The immune system is a remarkable defense mechanism, able to defend the body against a lifetime’s worth of pathogens and pathogen attractors — bacteria and viruses, toxins and parasites, splinters and cuts — everything, that is, except cancer. Although the immune system handles most of these disease-causing organisms and insults well, it does a poor job of suppressing the growth of tumors.
A major goal of cancer immunotherapy has been to bolster the immune system by generating large numbers of white blood cells (T cells) that could specifically seek and destroy cancer cells. Now, two scientists from the California Institute of Technology have come up with a novel and promising approach to antitumor immunotherapy. Reporting in the online edition of the Proceedings of the National Academy of Sciences (http://www.pnas.org/papbyrecent.shtml), Lili Yang, a postdoctoral scholar, and David Baltimore, professor of biology, Caltech president, and Nobel Prize recipient, have developed a new methodology they are calling “instructive immunotherapy” that someday may fight human cancer.

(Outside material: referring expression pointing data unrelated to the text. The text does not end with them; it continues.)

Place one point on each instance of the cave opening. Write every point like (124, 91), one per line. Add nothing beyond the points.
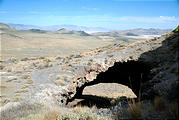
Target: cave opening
(131, 73)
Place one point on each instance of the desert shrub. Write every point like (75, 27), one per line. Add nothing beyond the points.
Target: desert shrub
(47, 60)
(135, 109)
(172, 111)
(60, 82)
(159, 104)
(25, 76)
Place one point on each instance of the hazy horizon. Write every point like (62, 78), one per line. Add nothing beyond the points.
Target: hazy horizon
(112, 14)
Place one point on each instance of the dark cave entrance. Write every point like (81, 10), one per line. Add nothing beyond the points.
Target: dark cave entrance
(131, 73)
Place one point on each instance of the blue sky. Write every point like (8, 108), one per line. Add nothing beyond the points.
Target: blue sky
(115, 14)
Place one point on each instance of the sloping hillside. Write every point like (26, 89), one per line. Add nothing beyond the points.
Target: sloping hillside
(149, 68)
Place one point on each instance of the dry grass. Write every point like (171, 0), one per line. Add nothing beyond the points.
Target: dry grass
(60, 82)
(29, 81)
(26, 76)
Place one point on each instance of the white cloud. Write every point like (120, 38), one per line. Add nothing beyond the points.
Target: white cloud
(160, 19)
(3, 12)
(89, 8)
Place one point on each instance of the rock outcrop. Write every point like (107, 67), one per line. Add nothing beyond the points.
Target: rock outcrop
(156, 59)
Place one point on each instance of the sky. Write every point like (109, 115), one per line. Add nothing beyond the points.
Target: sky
(113, 14)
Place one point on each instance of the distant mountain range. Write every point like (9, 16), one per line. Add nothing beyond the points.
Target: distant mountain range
(57, 27)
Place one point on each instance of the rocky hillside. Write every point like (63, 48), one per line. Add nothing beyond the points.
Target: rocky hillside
(149, 68)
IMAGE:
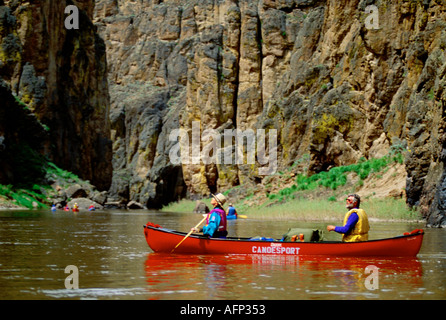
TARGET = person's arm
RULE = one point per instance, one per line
(351, 221)
(214, 222)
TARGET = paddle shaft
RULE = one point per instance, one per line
(188, 234)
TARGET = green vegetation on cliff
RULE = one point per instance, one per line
(317, 197)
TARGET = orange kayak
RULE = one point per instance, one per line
(164, 240)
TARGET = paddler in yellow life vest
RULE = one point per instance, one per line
(356, 224)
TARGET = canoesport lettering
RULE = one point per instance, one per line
(275, 250)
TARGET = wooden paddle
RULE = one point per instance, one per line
(188, 234)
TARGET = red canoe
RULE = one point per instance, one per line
(164, 240)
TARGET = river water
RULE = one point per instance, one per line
(109, 252)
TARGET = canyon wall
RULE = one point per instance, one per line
(333, 87)
(60, 76)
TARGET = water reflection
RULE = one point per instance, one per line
(274, 277)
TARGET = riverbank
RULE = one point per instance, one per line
(293, 195)
(386, 209)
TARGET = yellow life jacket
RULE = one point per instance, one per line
(361, 230)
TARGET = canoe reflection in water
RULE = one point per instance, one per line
(252, 276)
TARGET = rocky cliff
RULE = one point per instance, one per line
(59, 76)
(332, 86)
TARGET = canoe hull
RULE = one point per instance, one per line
(164, 240)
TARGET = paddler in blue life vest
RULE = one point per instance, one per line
(356, 224)
(216, 219)
(232, 212)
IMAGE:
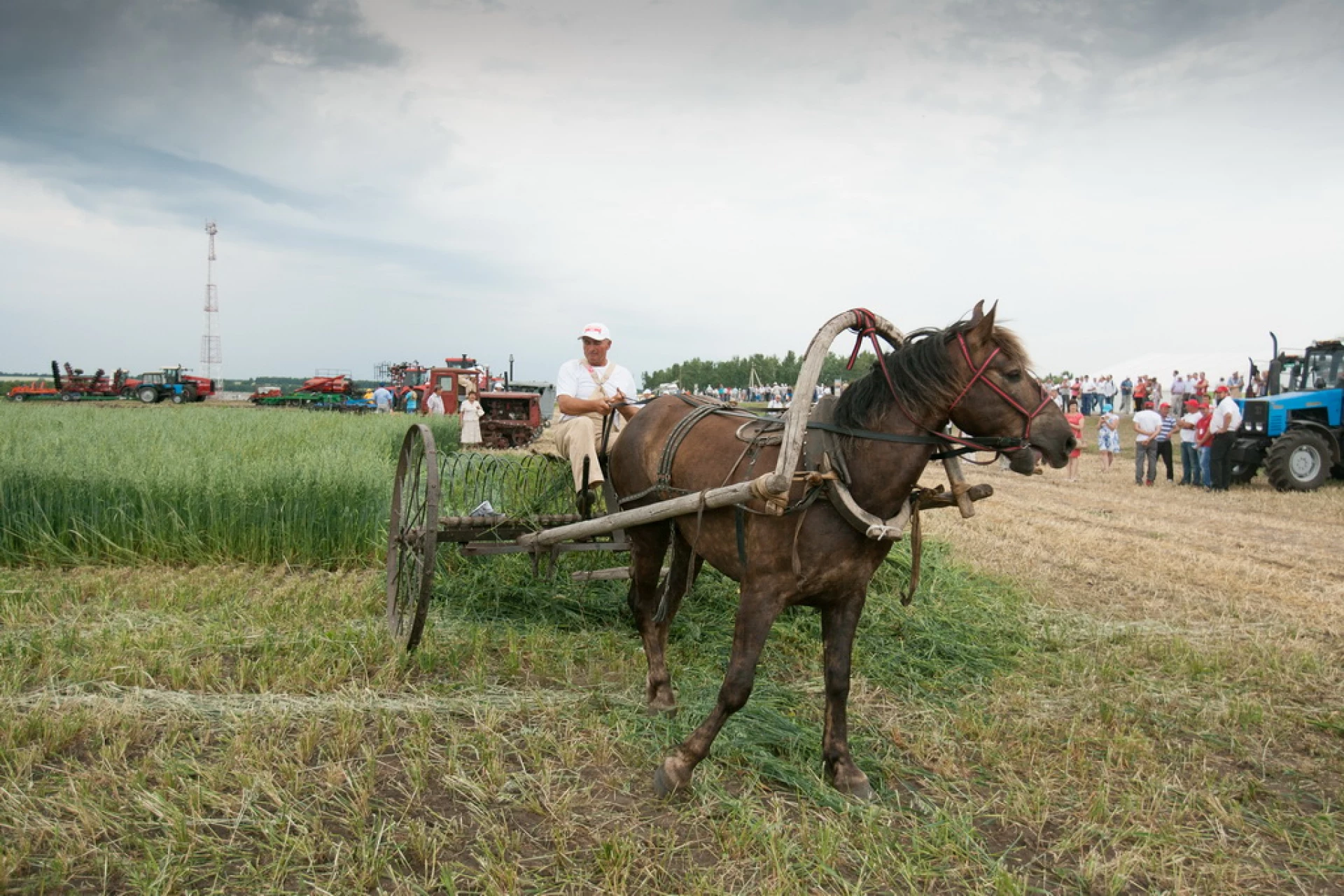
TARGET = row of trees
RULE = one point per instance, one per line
(736, 372)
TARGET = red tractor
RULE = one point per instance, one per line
(508, 419)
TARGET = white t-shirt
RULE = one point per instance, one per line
(1189, 435)
(1227, 405)
(580, 381)
(1151, 421)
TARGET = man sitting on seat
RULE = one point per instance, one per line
(587, 391)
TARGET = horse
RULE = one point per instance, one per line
(972, 374)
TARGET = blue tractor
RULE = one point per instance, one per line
(1296, 431)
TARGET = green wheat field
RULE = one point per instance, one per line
(198, 696)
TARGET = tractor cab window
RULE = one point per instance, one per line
(1323, 370)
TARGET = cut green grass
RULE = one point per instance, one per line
(246, 729)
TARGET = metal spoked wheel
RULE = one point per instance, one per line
(413, 536)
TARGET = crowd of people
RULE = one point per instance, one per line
(1094, 394)
(1189, 413)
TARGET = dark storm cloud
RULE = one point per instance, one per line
(320, 33)
(800, 13)
(1126, 30)
(42, 38)
(130, 94)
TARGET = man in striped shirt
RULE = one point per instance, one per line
(1164, 438)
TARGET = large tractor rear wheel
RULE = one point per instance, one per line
(1298, 461)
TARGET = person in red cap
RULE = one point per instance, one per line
(1164, 438)
(1227, 419)
(1189, 450)
(588, 391)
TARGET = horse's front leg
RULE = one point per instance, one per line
(839, 621)
(648, 545)
(757, 612)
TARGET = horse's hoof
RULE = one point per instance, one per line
(666, 707)
(666, 783)
(855, 786)
(862, 792)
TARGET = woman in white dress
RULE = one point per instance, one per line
(470, 410)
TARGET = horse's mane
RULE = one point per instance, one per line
(923, 372)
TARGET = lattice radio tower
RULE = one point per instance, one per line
(210, 352)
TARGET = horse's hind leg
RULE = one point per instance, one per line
(648, 546)
(756, 614)
(839, 621)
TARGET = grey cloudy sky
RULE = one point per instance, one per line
(410, 179)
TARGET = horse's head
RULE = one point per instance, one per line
(1002, 399)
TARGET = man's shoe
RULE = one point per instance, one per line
(585, 500)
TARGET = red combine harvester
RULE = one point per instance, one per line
(318, 393)
(74, 386)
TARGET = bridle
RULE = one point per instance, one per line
(977, 375)
(999, 445)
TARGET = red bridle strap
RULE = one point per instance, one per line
(977, 375)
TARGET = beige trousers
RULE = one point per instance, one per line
(580, 438)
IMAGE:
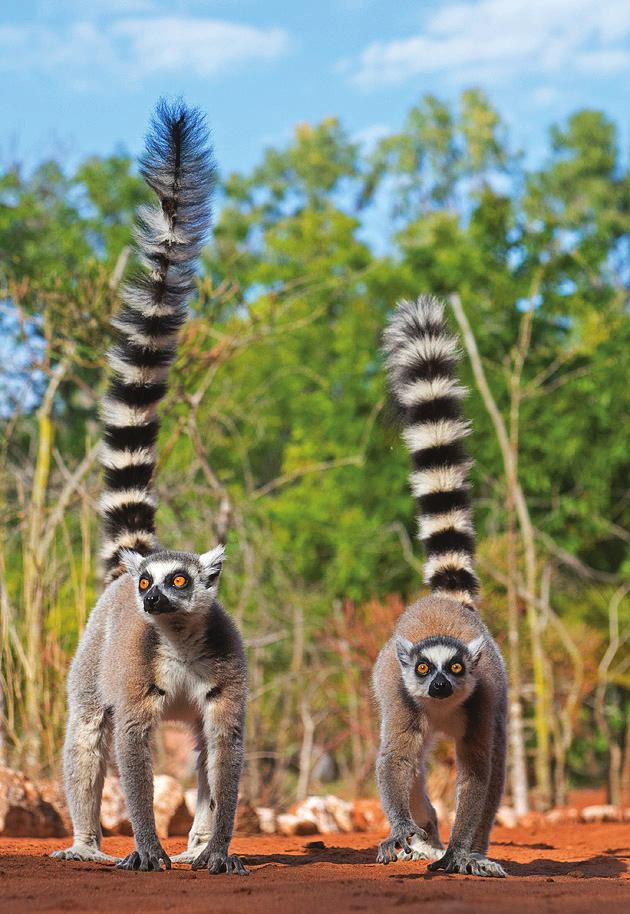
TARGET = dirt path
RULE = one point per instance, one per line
(563, 869)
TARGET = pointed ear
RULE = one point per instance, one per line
(132, 561)
(403, 650)
(475, 649)
(212, 564)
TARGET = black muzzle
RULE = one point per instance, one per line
(155, 602)
(440, 687)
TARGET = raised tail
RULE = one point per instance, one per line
(422, 358)
(177, 164)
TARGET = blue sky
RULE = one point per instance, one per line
(81, 77)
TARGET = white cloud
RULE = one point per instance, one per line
(369, 136)
(205, 46)
(503, 38)
(136, 47)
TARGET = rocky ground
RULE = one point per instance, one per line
(555, 869)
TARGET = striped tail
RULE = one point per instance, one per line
(422, 358)
(177, 164)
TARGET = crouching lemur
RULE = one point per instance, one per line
(441, 672)
(157, 644)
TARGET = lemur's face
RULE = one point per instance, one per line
(439, 668)
(174, 582)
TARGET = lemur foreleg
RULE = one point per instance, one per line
(133, 753)
(479, 786)
(222, 733)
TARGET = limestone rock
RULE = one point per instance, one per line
(24, 810)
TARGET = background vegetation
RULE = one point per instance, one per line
(276, 434)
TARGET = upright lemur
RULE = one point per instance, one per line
(157, 643)
(441, 671)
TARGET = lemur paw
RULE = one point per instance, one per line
(220, 862)
(422, 850)
(84, 853)
(387, 850)
(186, 856)
(468, 863)
(196, 844)
(150, 860)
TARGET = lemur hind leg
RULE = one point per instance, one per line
(423, 812)
(86, 750)
(201, 830)
(223, 725)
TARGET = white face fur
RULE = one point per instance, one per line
(172, 583)
(438, 669)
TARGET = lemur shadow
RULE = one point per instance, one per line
(536, 847)
(603, 866)
(339, 855)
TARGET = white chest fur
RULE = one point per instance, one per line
(184, 672)
(446, 717)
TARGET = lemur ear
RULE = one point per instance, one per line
(403, 650)
(132, 560)
(475, 649)
(212, 564)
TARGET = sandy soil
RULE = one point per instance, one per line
(552, 869)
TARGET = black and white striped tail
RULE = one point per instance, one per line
(422, 358)
(177, 164)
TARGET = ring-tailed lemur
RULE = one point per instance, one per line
(157, 644)
(441, 671)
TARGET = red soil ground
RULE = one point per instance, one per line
(565, 868)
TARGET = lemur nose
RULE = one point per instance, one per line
(440, 687)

In mice and humans, hematopoietic stem cells (HSC) form both red blood cells and immune system cells. In mice, Yang and Baltimore succeeded in altering some HSCs so that they would generate specific kinds of T cells that aggressively attack and destroy specific cancer cells. Once the mouse immune system received this enhancement, it became able to generate its own cancer-specific T cells on a long-term basis. When helped by dendritic cells (another type of immune system cell) carrying a piece of the tumor’s marker protein, the methodology achieved the complete elimination of large, established tumors. While the work is preliminary and was done with mice, says Baltimore, instructive immunotherapy could eventually be used for controlling the growth of tumors in humans.
“We’ve achieved something that could one day prove important,” says Baltimore, who was awarded the 1975 Nobel Prize in Physiology or Medicine, “but the first caveat is that this is all with mice, and mice are often not predictive of behavior in humans.” Still, he notes, “everything we have done is in principle possible to do in humans, so we plan to try to develop a system for optimizing the ability to program human stem cells.”
Yang, a former graduate student of Dr. Baltimore, says current cancer strategies fall into two categories: developing a cancer vaccine, or developing a drug that can be given when cancer is diagnosed. “Our strategy is threefold,” she says, “a combination of gene therapy, stem cell therapy, and immunotherapy. When these three methodologies work together, it is possible to provide life-long immunity.”
In addition to making billions of new blood cells each day, HSCs are responsible for providing immune protection of every cell type in the body. In fact, HSC transplants are routinely used to treat patients with cancers. In their case, Yang and Baltimore chose to manipulate HSCs for three reasons–because HSCs normally make T cells, they make them by the billions, and they exist in humans through their lifetime.
The first step was to design a retrovirus vector that could deliver genes for both chains of the T cell receptor to HSCs. This was actually the key to the whole study. For this work, two vectors delivering two sets of genes were developed. The HSCs then gave rise to both of the major types of T cells known as CD4 helper cells and CD8 killer cells. Together, these two cell types can recognize the foreign nature of the test cancer cells used in the study and can kill them. The researchers were successful in programming up to a quarter of the mouse’s T cells to react to the model tumor. Even better, once modified, the mouse’s immune system continued to produce these antigen-specific T cells on its own. However, with this method alone, Yang and Baltimore found that mice were only partially resistant to the tumor cells.
To achieve complete protection required boosting the animal’s immune system with dendritic cells carrying a fragment of the tumor cell’s marker protein. These dendritic cells are thought to use their long tentacle-like branches (called dendrites) to stimulate the T cells and make them more active. With this combination, Yang and Baltimore were able to achieve the complete shrinkage and suppression of even large, well-established tumors.
Dr. Yang recalled her reaction to the first positive results: “It was a great surprise that the method worked so well. This level of efficacy makes us believe that the method may have real therapeutic potential.”
The next step, says Yang, will be to repeat the experiment, this time using conditions that more closely approximate human tumors. After that, if things hold up, the next step will be to start thinking about human trials.
“Producing a state of antitumor immunity has been a dream of immunologists for years, but has been unrealized in humans,” says Baltimore. “Here we’ve developed a methodology that provides a new opportunity to realize this goal. We certainly hope that it will prove to be effective in humans.”